Many Glacier just doesn’t disappoint, and neither does this hike. It is a mix of sun and shade with mostly views that make you want to look up. The mountaintops are far above you. This valley is home to a chain of lakes. The first is Fishercap, which I recommend stopping at on your way in or out. The second lake is Red Rock Lake. There is a nice swimming beach as you first reach the lake, but the falls are at the head of the lake. The falls are not quite as photogenic as others, but this is a great area to hike around and check out the different viewpoints (insert acknowledgement of risk here). Many people stop here to have a snack or lunch, however, if you have extra energy, the trail does keep going (and going…all the way over Swiftcurrent Pass to Granite Park Chalet). NOTE: This is major moose and bear country. I have almost never traveled up this valley and not seen one of these animals. Bullhead Lake just above Red Rock Lake is known for seeing multiple moose in one sitting.
8. Running Eagle Falls – 1 mile loop with 15 feet elevation gain (wheelchair accessible). **Easiest hike on list.** Bathrooms at trailhead.
Also known as Trick Falls for its unique rock formation, this little gem of a hike is on your way into the Two Medicine valley. This is a great walk for just about anyone. My kids love it. While many people just stay long enough to take a picture, my family can make an afternoon out of this place (granted I do have very young children). It is a great place for a picnic and tossing rocks. The trail ends just on the other side of the creek at the observation platform.
9. Aster Falls – 2.8 miles roundtrip with 320 feet elevation gain / Aster Park 4 miles roundtrip with 780 feet roundtrip.

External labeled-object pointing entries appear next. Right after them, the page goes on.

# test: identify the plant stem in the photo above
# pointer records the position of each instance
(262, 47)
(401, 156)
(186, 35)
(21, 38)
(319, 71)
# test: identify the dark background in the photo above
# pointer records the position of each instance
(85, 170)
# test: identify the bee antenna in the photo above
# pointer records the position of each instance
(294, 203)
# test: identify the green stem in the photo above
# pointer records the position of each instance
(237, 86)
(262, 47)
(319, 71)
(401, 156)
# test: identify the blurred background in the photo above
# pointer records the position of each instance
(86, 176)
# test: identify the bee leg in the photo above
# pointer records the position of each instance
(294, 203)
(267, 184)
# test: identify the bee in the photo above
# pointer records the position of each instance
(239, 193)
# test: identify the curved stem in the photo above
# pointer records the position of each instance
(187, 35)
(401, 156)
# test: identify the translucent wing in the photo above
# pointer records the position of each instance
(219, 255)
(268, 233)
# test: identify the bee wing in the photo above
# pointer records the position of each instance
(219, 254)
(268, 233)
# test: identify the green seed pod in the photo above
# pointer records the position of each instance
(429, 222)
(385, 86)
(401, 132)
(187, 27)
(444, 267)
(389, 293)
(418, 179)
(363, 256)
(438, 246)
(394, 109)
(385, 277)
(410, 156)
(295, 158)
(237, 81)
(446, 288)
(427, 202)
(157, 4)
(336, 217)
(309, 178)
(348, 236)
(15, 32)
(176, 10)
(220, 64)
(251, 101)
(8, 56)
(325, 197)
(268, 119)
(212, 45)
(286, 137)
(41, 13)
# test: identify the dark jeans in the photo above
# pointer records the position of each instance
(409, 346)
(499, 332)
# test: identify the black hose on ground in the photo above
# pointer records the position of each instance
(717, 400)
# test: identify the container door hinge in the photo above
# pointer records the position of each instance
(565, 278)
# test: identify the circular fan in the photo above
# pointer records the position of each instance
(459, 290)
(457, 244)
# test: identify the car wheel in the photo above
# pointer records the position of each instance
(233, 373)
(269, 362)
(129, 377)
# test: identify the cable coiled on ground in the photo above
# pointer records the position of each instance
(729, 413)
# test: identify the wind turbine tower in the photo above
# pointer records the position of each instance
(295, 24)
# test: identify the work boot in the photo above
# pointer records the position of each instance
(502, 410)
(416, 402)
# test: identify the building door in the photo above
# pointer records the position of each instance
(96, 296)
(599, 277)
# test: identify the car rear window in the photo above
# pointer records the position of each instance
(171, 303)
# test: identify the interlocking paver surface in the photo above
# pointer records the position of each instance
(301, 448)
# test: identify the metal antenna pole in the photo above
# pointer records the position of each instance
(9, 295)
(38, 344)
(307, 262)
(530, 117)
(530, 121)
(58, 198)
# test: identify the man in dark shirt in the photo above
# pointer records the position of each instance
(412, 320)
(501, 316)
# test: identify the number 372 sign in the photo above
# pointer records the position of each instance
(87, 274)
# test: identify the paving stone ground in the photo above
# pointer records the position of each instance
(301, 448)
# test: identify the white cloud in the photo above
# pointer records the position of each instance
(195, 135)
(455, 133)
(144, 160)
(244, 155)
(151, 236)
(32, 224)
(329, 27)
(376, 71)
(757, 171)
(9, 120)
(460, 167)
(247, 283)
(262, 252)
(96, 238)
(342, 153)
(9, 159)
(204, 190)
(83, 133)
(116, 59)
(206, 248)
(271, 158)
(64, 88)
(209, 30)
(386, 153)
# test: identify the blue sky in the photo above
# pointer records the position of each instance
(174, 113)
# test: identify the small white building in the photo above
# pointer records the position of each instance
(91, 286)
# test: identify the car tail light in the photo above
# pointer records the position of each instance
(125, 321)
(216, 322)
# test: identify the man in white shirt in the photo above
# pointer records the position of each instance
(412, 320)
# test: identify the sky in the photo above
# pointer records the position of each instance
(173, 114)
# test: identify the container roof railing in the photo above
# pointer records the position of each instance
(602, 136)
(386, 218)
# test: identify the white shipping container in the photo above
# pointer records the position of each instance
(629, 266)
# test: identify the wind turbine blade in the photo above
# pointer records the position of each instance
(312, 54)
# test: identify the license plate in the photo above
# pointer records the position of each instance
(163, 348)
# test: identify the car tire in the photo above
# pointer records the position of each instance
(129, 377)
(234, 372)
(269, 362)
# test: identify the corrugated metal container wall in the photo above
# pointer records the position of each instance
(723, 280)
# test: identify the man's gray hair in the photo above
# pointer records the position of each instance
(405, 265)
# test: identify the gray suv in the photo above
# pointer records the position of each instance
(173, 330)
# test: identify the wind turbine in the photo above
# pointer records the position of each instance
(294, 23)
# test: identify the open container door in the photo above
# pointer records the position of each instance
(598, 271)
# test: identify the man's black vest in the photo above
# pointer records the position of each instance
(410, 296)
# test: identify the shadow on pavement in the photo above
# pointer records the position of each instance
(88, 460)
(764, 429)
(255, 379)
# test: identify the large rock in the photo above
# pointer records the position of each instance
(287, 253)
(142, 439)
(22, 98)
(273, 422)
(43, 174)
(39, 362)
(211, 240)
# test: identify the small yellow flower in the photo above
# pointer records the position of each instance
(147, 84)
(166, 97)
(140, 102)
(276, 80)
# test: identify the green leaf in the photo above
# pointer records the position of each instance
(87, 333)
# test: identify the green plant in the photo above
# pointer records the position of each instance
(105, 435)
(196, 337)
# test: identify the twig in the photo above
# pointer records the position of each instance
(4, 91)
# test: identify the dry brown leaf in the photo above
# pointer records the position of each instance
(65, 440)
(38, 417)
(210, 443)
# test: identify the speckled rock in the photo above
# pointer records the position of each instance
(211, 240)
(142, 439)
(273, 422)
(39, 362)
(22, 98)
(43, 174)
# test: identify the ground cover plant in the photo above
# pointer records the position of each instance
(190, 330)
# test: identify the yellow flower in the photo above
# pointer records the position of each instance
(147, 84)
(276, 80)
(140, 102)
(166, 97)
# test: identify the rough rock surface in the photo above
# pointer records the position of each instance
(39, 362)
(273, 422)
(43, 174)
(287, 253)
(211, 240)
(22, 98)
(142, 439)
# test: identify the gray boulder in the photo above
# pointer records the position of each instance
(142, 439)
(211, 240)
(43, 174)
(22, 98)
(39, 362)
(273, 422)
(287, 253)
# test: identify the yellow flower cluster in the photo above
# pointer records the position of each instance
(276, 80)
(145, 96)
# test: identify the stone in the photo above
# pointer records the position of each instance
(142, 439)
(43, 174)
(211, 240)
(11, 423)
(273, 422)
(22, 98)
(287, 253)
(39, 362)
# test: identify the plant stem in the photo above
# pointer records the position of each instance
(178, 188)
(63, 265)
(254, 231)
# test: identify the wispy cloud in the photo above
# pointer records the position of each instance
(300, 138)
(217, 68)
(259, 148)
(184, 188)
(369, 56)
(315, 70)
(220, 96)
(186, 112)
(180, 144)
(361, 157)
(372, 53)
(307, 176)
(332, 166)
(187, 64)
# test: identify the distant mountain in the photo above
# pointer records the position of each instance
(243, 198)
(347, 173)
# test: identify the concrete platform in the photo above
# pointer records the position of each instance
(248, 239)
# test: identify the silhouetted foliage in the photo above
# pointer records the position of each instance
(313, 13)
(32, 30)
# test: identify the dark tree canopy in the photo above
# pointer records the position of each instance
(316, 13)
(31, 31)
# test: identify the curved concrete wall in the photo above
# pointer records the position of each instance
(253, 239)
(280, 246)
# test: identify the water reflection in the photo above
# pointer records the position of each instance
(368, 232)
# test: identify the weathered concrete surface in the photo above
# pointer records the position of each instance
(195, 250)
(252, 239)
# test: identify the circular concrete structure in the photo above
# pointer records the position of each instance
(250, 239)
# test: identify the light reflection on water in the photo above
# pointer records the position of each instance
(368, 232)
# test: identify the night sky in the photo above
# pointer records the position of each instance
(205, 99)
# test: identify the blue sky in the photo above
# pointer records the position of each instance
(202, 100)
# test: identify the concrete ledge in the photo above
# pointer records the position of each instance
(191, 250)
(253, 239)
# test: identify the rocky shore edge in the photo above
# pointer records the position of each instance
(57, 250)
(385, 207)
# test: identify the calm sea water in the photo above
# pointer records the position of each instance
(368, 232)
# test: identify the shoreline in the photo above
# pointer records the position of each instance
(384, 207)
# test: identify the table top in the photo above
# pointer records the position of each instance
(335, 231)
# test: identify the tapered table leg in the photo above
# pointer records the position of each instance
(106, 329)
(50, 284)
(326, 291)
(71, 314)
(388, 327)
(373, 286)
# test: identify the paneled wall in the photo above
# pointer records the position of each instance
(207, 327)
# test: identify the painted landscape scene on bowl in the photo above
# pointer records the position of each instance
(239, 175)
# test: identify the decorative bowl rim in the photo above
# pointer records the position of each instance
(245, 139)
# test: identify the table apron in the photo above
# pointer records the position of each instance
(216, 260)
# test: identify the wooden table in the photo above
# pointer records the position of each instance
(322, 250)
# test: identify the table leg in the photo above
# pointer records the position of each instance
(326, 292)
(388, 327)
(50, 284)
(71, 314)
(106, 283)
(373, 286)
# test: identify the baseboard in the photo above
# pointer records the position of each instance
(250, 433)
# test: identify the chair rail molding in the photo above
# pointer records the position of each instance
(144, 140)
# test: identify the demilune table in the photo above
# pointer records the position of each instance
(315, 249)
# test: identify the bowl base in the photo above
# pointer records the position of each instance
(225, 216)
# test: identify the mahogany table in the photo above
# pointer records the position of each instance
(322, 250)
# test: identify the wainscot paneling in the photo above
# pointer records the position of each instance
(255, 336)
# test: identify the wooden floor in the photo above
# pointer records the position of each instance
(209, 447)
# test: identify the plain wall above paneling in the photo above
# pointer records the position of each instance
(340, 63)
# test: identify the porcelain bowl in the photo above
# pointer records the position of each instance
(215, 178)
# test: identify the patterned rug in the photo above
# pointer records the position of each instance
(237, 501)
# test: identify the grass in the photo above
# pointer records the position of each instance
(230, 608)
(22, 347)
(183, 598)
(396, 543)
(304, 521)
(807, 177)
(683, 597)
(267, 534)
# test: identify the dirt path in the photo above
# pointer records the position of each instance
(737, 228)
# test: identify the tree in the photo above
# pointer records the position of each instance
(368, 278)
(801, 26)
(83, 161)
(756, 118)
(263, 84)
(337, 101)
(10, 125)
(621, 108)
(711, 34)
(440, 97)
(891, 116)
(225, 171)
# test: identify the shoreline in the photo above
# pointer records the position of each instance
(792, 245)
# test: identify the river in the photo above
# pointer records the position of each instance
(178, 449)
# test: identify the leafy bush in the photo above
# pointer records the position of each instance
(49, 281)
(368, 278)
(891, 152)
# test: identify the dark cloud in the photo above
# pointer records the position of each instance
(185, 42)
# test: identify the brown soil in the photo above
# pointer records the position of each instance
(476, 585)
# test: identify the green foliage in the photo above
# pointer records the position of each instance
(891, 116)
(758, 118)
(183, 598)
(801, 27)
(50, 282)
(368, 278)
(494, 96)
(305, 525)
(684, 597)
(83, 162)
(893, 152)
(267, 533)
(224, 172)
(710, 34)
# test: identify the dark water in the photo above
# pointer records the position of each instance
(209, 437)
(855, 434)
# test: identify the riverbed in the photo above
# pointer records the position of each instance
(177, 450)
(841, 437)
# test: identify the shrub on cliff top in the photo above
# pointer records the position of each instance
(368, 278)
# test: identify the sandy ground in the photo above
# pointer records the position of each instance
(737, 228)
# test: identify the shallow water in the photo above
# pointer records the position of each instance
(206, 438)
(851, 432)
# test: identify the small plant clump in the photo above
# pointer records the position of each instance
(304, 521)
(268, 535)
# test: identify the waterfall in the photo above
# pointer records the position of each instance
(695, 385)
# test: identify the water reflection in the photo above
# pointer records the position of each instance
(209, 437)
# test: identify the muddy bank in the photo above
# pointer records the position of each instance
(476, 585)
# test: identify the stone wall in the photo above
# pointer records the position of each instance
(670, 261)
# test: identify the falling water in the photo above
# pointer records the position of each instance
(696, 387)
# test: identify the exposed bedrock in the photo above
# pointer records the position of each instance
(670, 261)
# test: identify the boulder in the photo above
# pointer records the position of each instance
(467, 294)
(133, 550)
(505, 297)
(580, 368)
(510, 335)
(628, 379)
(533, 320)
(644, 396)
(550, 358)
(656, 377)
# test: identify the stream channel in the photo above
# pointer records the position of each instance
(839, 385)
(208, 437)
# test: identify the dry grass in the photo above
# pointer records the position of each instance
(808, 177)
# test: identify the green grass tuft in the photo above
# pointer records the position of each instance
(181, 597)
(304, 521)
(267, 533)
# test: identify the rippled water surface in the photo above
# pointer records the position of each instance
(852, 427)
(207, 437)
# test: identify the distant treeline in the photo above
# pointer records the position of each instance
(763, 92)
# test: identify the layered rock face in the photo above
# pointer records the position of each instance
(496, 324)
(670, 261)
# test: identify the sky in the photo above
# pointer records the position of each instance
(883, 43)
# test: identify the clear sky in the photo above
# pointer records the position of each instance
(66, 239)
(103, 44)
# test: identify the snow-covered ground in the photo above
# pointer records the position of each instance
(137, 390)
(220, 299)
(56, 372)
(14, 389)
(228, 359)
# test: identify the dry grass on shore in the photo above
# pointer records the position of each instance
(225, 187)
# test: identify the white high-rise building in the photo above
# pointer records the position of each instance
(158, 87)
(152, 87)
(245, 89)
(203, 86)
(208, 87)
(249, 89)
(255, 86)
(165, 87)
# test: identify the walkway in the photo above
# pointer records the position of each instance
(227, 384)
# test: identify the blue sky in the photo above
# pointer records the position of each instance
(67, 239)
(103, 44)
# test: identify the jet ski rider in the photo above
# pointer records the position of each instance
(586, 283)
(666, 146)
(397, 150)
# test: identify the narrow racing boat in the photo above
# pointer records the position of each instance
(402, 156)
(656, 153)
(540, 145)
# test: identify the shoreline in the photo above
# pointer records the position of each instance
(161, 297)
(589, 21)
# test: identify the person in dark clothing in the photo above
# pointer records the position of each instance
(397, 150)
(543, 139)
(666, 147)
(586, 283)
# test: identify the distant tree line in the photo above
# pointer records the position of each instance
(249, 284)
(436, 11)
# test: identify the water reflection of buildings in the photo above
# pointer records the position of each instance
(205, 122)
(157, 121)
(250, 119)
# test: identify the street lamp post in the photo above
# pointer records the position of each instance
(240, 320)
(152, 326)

Bathrooms at Two Medicine Campstore.
I list these both in one because I have been here many times with families that have members that want to go ahead and brave the switchbacks while the rest of the family chills at the falls. This is a nice hike with both forested and meadow views. The first half of the hike is moose country, so keep your eyes open. Once you cross the small bridge, you will see the trail to the falls on your left. There is not a ton of space to hang out in the spring (due to all the water), but it does have a nice rock to sit on later in the season. For those that don’t mind some uphill, keep going up the switchbacks to “Aster Park”. The trail ends on some great sitting rocks with a view over looking Two Medicine Valley. A wonderful place for a picnic…or a nap on a sunny day.
Google map of the trail to Twin Falls.
This is another destination with a boat ride (Glacier Park Boat Company). Although the trail around the Lake is nice, the boat shaves almost 6 miles off this roundtrip and they do a great commentary about the cultural and natural history of the area. The trail up to Twin Falls is a nice, easy, and wooded walk. Twin Falls, as all waterfalls are, really nice and full in the spring. In the fall, the water is usually low enough to cross the creek and have lunch on the rocky areas around the falls (again, insert acknowledgement of risk). NOTE: The falls on the left is home to an American Dipper (aka. Ousel). These are amazing little birds that literally stand in fast flowing water to get their food. Keep your eyes out for this little gray bird (it’s really good at blending in!).
For those looking for a little bit more of a hike try Upper Two Medicine Lake. It’s 4.8 miles roundtrip. 380 feet elevation gain. Bathrooms are at the lake. NOTE: This is also a backcountry campsite. Please do not eat in the tent sites. If you are looking for a spot that is less buggy or out of the wind, try the flat rocks before the campsite that looks out over the smaller ponds and the valley.